The Nafusa Mountains became first a hotbed for anti-Gaddafi protests (with protests breaking out relatively early in Nalut and Zintan) and then a rebel stronghold, an island of rebel control in the mainly Gaddafi-controlled western part of the country. During the early stages, forces allied to the national transitional government succeeded in evacuating most non-combatants into Tunisia; the Wazzin border crossing was captured and held to ensure supply lines from Tunisia; all the mountain towns were retaken; and the front extended to the plains, cutting regime communications lines and allowing electricity to be restored. They were the first rebel combatants to be supplied with arms by air-drop.
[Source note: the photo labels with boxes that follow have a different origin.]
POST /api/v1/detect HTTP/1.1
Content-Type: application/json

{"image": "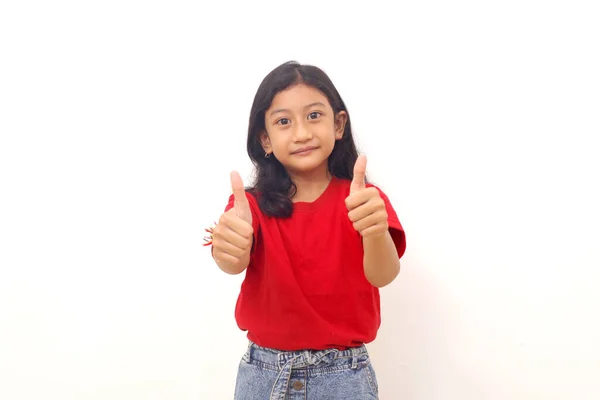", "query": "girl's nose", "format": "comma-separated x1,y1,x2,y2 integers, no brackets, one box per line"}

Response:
294,124,312,142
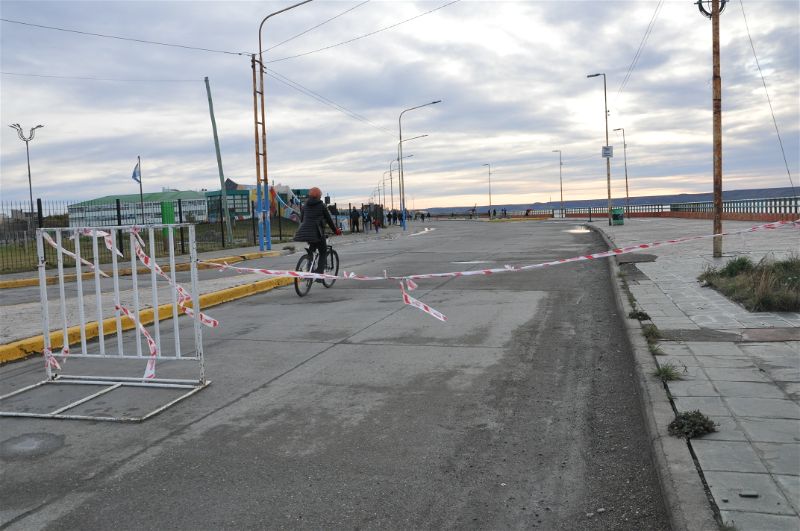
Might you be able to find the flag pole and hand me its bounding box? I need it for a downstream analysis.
[136,156,145,225]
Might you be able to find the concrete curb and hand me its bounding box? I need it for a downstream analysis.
[587,225,719,531]
[0,251,284,289]
[0,278,293,365]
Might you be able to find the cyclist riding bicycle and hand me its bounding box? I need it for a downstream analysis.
[294,186,342,282]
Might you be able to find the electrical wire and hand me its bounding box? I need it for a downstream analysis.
[0,72,203,83]
[0,18,251,55]
[615,0,664,100]
[265,0,461,63]
[739,0,797,195]
[264,67,394,136]
[263,0,370,52]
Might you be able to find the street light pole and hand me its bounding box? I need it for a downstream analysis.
[614,127,631,217]
[586,73,611,226]
[397,100,442,230]
[484,163,492,214]
[553,149,564,216]
[389,154,412,210]
[9,124,44,231]
[250,0,312,251]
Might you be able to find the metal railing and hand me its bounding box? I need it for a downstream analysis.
[0,197,297,273]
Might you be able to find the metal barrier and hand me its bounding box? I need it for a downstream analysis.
[0,224,209,421]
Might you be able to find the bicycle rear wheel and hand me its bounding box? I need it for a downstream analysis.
[294,254,314,297]
[322,248,339,288]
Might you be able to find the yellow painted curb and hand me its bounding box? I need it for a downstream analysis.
[0,278,294,364]
[0,251,281,289]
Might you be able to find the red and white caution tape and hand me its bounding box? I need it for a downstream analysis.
[71,229,123,256]
[400,282,447,322]
[201,220,800,321]
[133,242,219,328]
[42,348,61,370]
[114,304,158,379]
[42,231,108,277]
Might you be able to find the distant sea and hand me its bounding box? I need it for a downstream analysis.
[426,186,800,214]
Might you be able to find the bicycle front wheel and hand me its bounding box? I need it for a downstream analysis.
[294,254,314,297]
[322,249,339,288]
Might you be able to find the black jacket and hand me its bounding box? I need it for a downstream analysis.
[294,197,336,242]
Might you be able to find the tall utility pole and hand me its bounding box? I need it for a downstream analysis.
[586,73,612,226]
[250,0,312,251]
[553,149,564,216]
[9,124,44,231]
[697,0,727,258]
[484,162,492,213]
[614,127,631,217]
[205,76,233,244]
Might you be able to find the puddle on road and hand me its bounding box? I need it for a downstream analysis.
[562,227,592,234]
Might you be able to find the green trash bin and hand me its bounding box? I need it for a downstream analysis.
[611,207,625,225]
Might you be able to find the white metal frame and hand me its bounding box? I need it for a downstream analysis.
[0,223,211,422]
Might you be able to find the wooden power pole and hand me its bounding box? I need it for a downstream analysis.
[697,0,727,258]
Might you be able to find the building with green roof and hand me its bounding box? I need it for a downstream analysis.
[67,190,208,227]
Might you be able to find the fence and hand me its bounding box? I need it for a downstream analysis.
[0,197,297,273]
[0,224,209,421]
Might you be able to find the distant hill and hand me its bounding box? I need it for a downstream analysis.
[425,186,800,214]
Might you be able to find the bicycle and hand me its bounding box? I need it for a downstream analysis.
[294,240,339,297]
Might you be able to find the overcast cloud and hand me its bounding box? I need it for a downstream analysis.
[0,0,800,208]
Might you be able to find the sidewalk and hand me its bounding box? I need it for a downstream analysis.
[593,218,800,531]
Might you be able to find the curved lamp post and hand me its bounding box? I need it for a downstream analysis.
[614,127,631,217]
[9,124,44,230]
[250,0,312,251]
[586,73,611,225]
[397,100,442,230]
[553,149,566,217]
[483,162,492,214]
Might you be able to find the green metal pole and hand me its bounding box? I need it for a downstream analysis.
[205,76,233,245]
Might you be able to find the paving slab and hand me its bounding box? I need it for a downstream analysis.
[720,510,800,531]
[725,397,800,419]
[775,475,800,512]
[737,417,800,443]
[698,415,749,442]
[675,396,731,416]
[714,380,787,399]
[705,471,800,522]
[753,443,800,476]
[692,438,767,473]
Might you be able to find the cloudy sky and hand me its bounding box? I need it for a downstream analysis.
[0,0,800,208]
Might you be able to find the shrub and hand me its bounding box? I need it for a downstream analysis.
[668,410,717,439]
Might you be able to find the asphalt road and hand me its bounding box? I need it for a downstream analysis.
[0,222,669,529]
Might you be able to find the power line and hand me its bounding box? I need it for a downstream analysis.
[0,18,251,55]
[264,67,394,135]
[0,72,203,83]
[739,0,797,195]
[264,0,370,52]
[615,0,664,99]
[265,0,461,63]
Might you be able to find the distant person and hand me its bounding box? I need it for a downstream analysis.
[350,207,361,232]
[294,186,342,282]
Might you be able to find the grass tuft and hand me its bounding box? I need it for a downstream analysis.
[653,363,683,382]
[642,324,663,343]
[668,410,717,439]
[698,255,800,312]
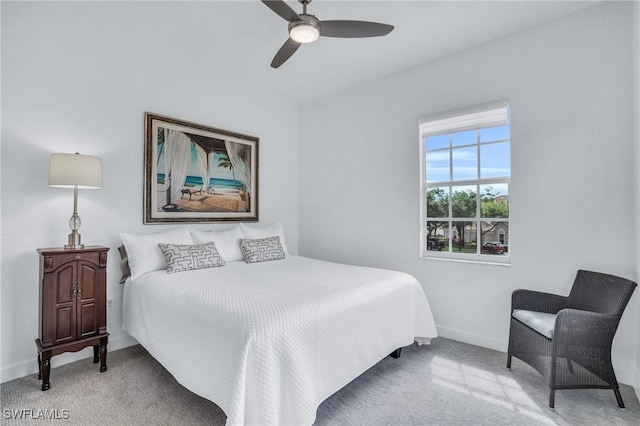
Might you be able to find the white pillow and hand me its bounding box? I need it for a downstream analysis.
[120,227,193,281]
[189,226,244,262]
[240,222,289,254]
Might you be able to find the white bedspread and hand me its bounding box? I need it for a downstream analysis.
[123,256,436,425]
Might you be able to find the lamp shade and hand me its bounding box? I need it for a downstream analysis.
[49,153,102,189]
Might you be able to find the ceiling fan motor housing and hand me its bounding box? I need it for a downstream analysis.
[289,14,320,43]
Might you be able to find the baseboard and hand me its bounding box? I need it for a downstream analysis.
[436,325,508,352]
[0,335,138,383]
[436,325,640,390]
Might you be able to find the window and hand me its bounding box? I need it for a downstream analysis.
[419,101,511,263]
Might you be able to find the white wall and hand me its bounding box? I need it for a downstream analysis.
[631,2,640,398]
[0,2,298,381]
[299,2,640,383]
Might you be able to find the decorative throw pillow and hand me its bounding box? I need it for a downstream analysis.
[240,236,286,263]
[240,222,289,254]
[120,226,193,281]
[118,244,131,284]
[158,242,224,274]
[189,225,244,262]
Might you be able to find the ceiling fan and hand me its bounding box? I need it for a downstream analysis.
[262,0,393,68]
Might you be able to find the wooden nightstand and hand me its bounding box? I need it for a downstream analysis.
[36,246,109,391]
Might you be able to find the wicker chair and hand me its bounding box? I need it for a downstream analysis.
[507,270,637,409]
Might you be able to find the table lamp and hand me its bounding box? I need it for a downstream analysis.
[49,152,102,249]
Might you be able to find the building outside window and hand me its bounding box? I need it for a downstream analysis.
[419,101,511,263]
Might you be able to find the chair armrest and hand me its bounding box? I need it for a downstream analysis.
[511,289,568,314]
[553,308,620,348]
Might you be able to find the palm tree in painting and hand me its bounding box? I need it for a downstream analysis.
[218,154,238,190]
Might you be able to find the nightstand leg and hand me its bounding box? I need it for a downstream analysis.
[38,352,42,380]
[100,342,107,373]
[42,352,51,391]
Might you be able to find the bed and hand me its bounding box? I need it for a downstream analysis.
[123,225,436,425]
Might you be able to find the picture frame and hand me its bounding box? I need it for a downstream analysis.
[143,112,259,224]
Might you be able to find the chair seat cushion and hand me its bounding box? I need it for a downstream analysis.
[511,309,556,339]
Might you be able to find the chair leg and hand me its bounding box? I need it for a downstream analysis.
[613,388,624,408]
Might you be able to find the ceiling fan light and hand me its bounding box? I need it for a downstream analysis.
[289,23,320,43]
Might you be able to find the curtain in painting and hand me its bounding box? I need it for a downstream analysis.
[193,144,209,194]
[164,129,191,204]
[224,141,251,194]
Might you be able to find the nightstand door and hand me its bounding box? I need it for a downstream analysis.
[76,261,106,338]
[43,263,76,345]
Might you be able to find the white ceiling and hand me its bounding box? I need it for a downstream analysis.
[138,0,595,102]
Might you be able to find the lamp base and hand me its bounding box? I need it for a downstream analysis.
[64,229,84,249]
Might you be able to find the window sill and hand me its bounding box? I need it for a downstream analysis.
[420,251,511,266]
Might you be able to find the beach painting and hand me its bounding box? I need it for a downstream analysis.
[144,112,258,224]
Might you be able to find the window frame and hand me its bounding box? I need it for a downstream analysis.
[418,100,512,265]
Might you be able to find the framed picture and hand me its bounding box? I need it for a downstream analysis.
[144,112,258,224]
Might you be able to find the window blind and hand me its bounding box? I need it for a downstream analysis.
[418,101,509,138]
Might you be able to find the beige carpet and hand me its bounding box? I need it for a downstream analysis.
[0,338,640,426]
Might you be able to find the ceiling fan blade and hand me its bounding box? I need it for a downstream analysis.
[320,21,393,38]
[271,38,300,68]
[262,0,300,21]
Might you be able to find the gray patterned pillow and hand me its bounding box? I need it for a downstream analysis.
[238,236,286,263]
[158,242,224,274]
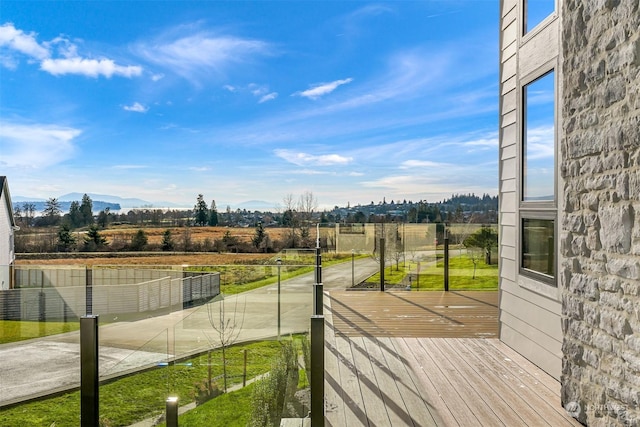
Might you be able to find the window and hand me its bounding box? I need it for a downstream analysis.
[522,218,556,279]
[520,70,557,285]
[522,71,555,201]
[523,0,556,34]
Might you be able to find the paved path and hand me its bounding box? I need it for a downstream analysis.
[0,258,378,406]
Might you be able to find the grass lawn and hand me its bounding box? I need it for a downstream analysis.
[160,384,254,427]
[368,254,498,291]
[187,254,351,295]
[0,341,280,427]
[0,320,80,344]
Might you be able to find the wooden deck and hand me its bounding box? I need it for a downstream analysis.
[324,291,580,427]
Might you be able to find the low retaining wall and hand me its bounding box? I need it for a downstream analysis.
[0,270,220,321]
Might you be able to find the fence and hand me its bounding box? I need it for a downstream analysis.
[0,268,220,321]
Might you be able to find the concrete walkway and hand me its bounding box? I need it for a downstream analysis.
[0,259,377,407]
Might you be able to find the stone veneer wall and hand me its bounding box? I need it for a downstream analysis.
[560,0,640,426]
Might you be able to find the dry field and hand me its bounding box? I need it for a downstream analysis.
[100,226,288,245]
[16,252,275,266]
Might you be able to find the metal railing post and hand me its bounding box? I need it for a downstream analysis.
[444,230,449,292]
[165,397,178,427]
[310,315,324,427]
[313,247,323,315]
[80,316,100,427]
[380,238,385,292]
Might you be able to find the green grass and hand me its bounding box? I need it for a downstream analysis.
[160,384,254,427]
[412,255,498,290]
[0,341,280,427]
[368,255,498,291]
[187,254,351,295]
[0,320,80,344]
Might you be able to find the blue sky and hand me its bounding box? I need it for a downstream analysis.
[0,0,499,208]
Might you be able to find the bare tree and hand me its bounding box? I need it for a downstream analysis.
[298,191,318,247]
[205,294,246,393]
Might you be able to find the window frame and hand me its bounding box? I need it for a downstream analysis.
[517,67,559,288]
[520,0,558,36]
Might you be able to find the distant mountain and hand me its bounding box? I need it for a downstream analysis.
[11,201,121,214]
[232,200,276,212]
[11,195,46,204]
[58,193,154,208]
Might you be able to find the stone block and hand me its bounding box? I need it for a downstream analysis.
[600,307,633,339]
[598,203,633,253]
[607,258,640,280]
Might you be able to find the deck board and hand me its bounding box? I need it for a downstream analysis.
[325,291,580,427]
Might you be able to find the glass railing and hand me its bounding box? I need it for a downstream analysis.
[0,260,314,427]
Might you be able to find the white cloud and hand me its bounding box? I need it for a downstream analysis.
[526,126,555,160]
[258,92,278,104]
[113,165,148,170]
[400,160,451,169]
[0,23,142,78]
[122,102,149,113]
[135,28,271,83]
[274,150,353,166]
[40,57,142,78]
[0,23,49,60]
[294,77,353,99]
[0,121,82,169]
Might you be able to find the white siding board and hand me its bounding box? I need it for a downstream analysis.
[500,158,516,182]
[500,225,516,246]
[502,245,516,262]
[501,76,516,95]
[500,144,517,160]
[500,179,516,193]
[500,212,516,227]
[500,0,518,16]
[502,287,562,341]
[500,21,518,49]
[499,193,516,212]
[502,280,562,316]
[502,90,516,115]
[500,324,562,380]
[501,7,518,30]
[500,124,517,147]
[518,19,558,77]
[502,111,516,127]
[500,56,517,82]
In the course of the civil war, many towns in the area were subjected to shelling by artillery and rockets from both sides, with much damage to infrastructure. Regime forces cut off electricity and water supplies. Médecins Sans Frontières sent a team in Zintan to help the large number of wounded. Al Galaa was without electricity and water for seven weeks, and more than 45,000 refugees fled for safety to the adjoining Tunisian region of Tatouine, where many had relatives.

===Cultural renaissance===
As towns and villages in the Nafusa Mountains and surrounding areas were liberated from control by forces loyal to Muammar Gaddafi in early summer 2011, and while fierce fighting continued, Berber exhibitions and workshops sprang up to share and spread the Tamazight culture and language, after four decades during which there were severe punishments for speaking and writing Tamazight openly.